NBC has had a checkered past when it comes to adapting UK shows. While The Office has become one of their biggest hits, shows like Coupling crashed and burned. Still, it seems to be a well that the network is happy to continue to draw from, as this season they've done it twice (the adaptation of Prime Suspect premieres next week). Unlike a lot of these transplants, Free Agents allows itself some liberties, rather than copying the original pilot beat-for-beat the way the aforementioned sitcoms did. However, the result is still a bit of a mixed bag.
The show follows Alex (Hank Azaria) and Helen (Kathryn Hahn), co-workers at a corporate PR firm. Alex is recently divorced and devastated by the inability to spend time with his children and prone to random bouts of crying whenever he thinks about it. Helen's fiancé passed away suddenly nearly a year ago, but her house is still wallpapered with giant photos of him. Both have been left broken by the demise of these relationships and end up sleeping together in a moment of weakness. Afterwards, Alex begins following Helen around like a lost puppy, hoping to repeat the event, while she tries to shake him, convinced he's far too damaged for her.
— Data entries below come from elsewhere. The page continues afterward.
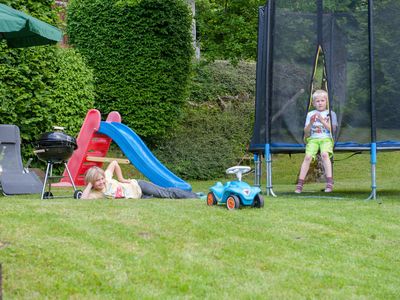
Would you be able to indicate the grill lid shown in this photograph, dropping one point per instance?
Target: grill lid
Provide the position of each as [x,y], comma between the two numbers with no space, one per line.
[56,138]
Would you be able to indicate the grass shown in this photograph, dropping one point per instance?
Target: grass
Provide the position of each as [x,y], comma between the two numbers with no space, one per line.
[296,247]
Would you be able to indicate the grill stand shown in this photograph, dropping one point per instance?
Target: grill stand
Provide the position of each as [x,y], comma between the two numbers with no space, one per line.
[49,177]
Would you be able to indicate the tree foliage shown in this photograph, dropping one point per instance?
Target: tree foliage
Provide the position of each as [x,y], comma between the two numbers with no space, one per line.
[140,52]
[227,29]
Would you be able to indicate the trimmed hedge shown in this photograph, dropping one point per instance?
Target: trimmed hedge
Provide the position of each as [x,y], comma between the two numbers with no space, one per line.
[218,124]
[43,86]
[140,52]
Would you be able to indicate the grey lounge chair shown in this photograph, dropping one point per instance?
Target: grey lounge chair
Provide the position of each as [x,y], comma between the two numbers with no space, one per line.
[14,178]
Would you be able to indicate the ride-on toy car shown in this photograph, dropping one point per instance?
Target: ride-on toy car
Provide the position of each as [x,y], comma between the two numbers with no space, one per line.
[235,193]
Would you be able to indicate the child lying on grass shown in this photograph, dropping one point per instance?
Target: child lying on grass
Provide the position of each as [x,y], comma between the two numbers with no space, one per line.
[100,184]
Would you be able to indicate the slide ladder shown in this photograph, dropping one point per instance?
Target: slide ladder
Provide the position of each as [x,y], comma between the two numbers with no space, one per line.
[90,143]
[94,141]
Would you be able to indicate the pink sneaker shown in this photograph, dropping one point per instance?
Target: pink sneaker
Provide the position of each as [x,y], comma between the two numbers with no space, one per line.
[329,188]
[299,189]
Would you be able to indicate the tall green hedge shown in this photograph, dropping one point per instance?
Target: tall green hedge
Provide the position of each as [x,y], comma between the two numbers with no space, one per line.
[140,52]
[44,86]
[218,123]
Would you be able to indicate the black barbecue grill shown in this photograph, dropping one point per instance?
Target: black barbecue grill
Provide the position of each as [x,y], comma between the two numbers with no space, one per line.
[55,148]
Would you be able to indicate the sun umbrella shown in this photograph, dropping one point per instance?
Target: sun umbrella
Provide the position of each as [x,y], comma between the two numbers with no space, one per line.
[22,30]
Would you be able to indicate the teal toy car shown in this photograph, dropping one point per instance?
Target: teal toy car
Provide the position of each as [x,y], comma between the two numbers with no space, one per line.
[236,193]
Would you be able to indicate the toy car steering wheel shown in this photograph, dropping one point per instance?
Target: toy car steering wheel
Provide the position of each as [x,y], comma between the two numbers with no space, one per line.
[238,170]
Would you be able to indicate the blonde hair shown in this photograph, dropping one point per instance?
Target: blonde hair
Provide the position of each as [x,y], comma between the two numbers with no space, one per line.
[320,93]
[93,174]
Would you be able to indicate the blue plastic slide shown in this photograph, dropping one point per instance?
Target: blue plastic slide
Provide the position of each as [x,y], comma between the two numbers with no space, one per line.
[141,157]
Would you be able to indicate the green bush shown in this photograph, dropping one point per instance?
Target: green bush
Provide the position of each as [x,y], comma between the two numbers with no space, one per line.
[214,134]
[220,78]
[140,52]
[228,29]
[43,86]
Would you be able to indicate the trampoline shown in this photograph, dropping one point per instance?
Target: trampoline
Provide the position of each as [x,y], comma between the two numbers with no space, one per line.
[357,46]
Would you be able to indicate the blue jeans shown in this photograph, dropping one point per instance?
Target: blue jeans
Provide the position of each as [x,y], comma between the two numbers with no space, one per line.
[151,190]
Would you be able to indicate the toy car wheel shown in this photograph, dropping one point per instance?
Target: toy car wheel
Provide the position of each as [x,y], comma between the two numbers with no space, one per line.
[211,200]
[77,194]
[258,201]
[232,202]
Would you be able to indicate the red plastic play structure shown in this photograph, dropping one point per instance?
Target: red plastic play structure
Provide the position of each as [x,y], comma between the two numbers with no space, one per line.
[91,143]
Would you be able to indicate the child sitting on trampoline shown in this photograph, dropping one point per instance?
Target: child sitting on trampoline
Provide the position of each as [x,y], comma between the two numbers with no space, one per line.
[100,184]
[318,134]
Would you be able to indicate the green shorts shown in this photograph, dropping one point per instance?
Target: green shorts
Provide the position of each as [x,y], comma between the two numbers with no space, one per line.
[323,145]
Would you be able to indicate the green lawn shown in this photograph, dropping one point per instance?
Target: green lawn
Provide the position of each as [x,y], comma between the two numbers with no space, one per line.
[308,246]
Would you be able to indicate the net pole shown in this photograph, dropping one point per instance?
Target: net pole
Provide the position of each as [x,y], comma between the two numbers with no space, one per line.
[260,85]
[268,93]
[372,96]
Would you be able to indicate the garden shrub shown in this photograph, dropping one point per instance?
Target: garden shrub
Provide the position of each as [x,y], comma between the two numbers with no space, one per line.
[140,52]
[44,86]
[212,136]
[220,78]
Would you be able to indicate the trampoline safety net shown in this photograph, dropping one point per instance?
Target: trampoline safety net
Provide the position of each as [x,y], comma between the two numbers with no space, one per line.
[290,33]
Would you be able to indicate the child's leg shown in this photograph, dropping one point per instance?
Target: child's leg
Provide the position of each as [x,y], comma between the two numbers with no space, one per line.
[328,171]
[305,166]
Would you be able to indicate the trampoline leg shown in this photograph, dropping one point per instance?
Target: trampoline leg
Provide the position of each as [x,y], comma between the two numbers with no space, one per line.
[257,170]
[268,167]
[373,196]
[45,180]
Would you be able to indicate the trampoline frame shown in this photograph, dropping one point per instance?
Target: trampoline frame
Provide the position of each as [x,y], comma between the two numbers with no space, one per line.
[264,67]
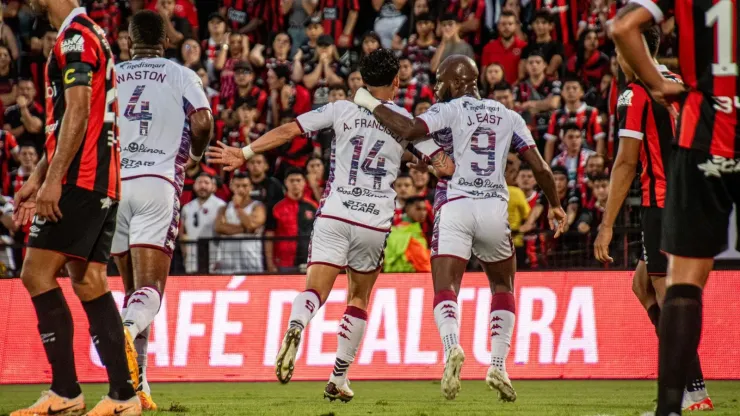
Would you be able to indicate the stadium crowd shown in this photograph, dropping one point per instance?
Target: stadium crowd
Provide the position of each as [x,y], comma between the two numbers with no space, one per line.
[263,62]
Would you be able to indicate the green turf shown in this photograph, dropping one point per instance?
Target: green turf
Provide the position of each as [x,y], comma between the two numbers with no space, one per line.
[571,398]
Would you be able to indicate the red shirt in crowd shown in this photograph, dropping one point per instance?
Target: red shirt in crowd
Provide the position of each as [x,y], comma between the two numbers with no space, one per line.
[496,53]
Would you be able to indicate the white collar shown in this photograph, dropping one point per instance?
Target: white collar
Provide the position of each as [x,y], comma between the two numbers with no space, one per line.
[68,21]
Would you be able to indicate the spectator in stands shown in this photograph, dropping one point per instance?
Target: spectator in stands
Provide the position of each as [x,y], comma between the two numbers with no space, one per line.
[537,96]
[451,43]
[325,70]
[507,49]
[551,50]
[28,158]
[574,111]
[421,47]
[574,157]
[492,76]
[178,28]
[242,219]
[25,119]
[589,63]
[294,217]
[410,90]
[198,218]
[502,93]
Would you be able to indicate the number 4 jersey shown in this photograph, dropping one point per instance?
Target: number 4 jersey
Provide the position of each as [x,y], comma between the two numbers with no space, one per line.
[365,159]
[82,57]
[156,98]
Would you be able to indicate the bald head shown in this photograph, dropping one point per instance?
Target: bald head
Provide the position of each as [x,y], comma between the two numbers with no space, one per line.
[456,76]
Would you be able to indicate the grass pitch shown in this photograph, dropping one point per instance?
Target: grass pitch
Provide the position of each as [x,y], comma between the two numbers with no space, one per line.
[413,398]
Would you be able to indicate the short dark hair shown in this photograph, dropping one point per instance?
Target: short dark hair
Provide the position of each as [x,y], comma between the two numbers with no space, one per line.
[379,68]
[652,38]
[147,28]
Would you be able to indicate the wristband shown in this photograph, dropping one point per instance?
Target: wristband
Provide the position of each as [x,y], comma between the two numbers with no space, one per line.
[195,158]
[247,152]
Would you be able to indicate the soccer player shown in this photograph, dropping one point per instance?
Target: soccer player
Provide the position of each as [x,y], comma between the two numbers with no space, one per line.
[355,213]
[703,181]
[158,98]
[647,140]
[74,193]
[472,211]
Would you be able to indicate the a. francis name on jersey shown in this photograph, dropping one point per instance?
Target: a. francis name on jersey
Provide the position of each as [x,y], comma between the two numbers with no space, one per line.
[710,112]
[82,57]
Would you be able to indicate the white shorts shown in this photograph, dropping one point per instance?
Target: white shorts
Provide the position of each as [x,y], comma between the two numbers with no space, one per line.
[477,225]
[148,215]
[341,244]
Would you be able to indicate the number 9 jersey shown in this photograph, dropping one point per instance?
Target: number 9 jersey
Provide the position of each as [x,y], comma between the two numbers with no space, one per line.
[365,160]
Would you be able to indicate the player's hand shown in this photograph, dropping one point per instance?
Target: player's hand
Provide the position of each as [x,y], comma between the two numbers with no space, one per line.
[556,216]
[601,245]
[47,200]
[25,203]
[230,157]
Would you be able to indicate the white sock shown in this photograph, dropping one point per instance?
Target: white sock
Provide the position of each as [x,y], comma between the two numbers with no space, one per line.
[141,342]
[142,307]
[305,306]
[501,324]
[349,335]
[446,314]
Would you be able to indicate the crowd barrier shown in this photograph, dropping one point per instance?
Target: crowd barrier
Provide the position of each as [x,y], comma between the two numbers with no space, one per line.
[570,325]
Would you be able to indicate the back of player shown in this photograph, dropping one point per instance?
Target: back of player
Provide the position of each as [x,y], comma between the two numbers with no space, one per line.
[473,210]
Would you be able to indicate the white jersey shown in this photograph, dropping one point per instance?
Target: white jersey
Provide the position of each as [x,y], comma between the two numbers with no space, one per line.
[477,134]
[365,159]
[155,98]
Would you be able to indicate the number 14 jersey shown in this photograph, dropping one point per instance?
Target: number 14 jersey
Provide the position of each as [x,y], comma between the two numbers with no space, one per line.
[365,159]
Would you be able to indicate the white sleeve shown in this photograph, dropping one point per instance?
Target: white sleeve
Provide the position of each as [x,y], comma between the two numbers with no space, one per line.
[320,118]
[438,117]
[194,97]
[521,138]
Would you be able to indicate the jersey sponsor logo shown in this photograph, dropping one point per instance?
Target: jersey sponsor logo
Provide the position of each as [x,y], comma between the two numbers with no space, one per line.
[74,44]
[141,148]
[361,207]
[718,165]
[358,192]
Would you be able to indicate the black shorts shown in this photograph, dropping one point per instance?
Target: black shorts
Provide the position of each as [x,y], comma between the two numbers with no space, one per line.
[700,194]
[655,260]
[86,229]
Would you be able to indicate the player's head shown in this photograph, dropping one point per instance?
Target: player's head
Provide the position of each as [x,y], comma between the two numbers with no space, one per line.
[503,93]
[525,178]
[560,173]
[456,76]
[147,31]
[379,71]
[595,165]
[204,186]
[416,209]
[572,138]
[295,183]
[241,185]
[404,186]
[600,186]
[572,89]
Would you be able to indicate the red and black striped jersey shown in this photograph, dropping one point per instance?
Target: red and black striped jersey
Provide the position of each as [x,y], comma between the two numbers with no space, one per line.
[334,14]
[83,58]
[410,94]
[641,117]
[585,117]
[708,49]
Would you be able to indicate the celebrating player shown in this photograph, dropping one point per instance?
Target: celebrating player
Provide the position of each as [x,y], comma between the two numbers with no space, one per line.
[159,97]
[74,195]
[648,140]
[703,181]
[355,213]
[472,206]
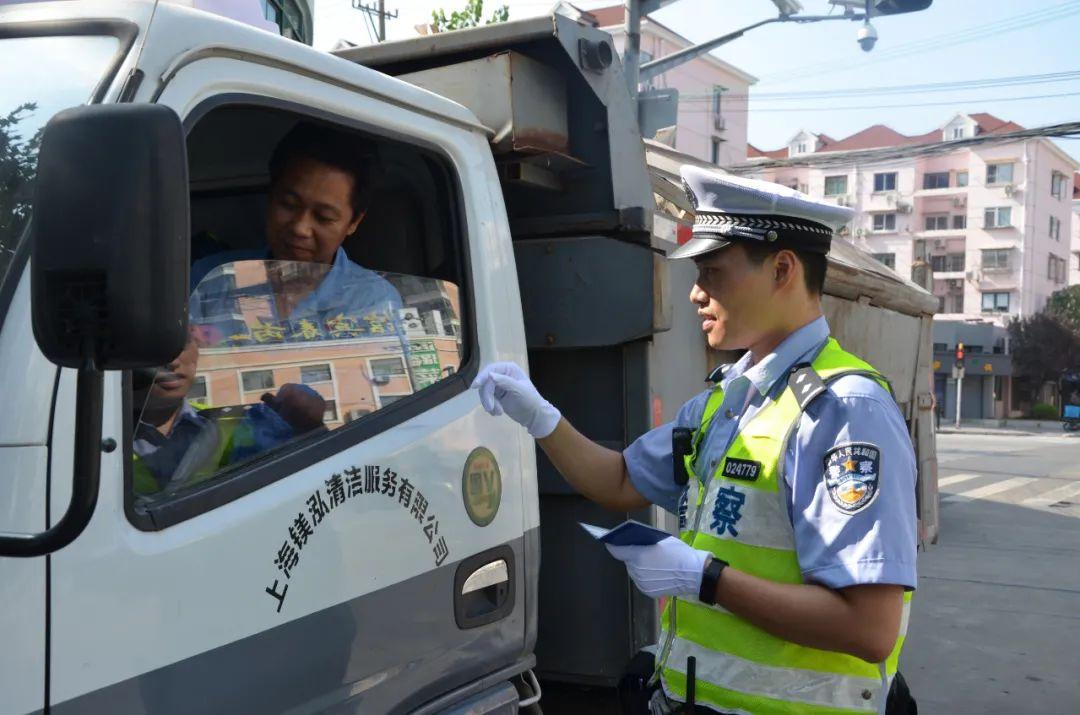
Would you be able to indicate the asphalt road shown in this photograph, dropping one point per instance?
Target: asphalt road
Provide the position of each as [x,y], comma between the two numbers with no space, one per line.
[996,620]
Free Agents benefits from a stellar cast. Azaria and Hahn are joined by Anthony Head (Buffy the Vampire Slayer), reprising his role from the original show as their incredibly crass and inappropriate boss. The ensemble is further filled out by comic actors Mo Mandel (Love Bites), Al Madrigal (The Daily Show), Joe Lo Truglio (Reno 911!) and Natasha Leggero (Ugly Americans), some of whom fair better in the pilot than others. Their strength and the track record of creator John Enbom (Party Down), makes it easier to ignore the show's weaker elements. The sitcom's biggest failing is that it's a bit of a tonal mess. While, as a whole, it aspires toward a broader brand of comedy, Azaria's Alex feels like he's stepped off the set of a ten-tissue drama. While Alex still manages to garner some funny moments in the midst of his depression (a case of spontaneous tears in an elevator is particularly amusing), he seems like he's on a completely different wavelength than the rest of the show. Given some time, hopefully he'll integrate with the ensemble a little better. Still, despite its flaws, Free Agents manages to deliver some decent laughs and is worth a try.
Free Agents premiers Wednesday 9:30pm on NBC, it will air regularly Wednesdays 8:30pm.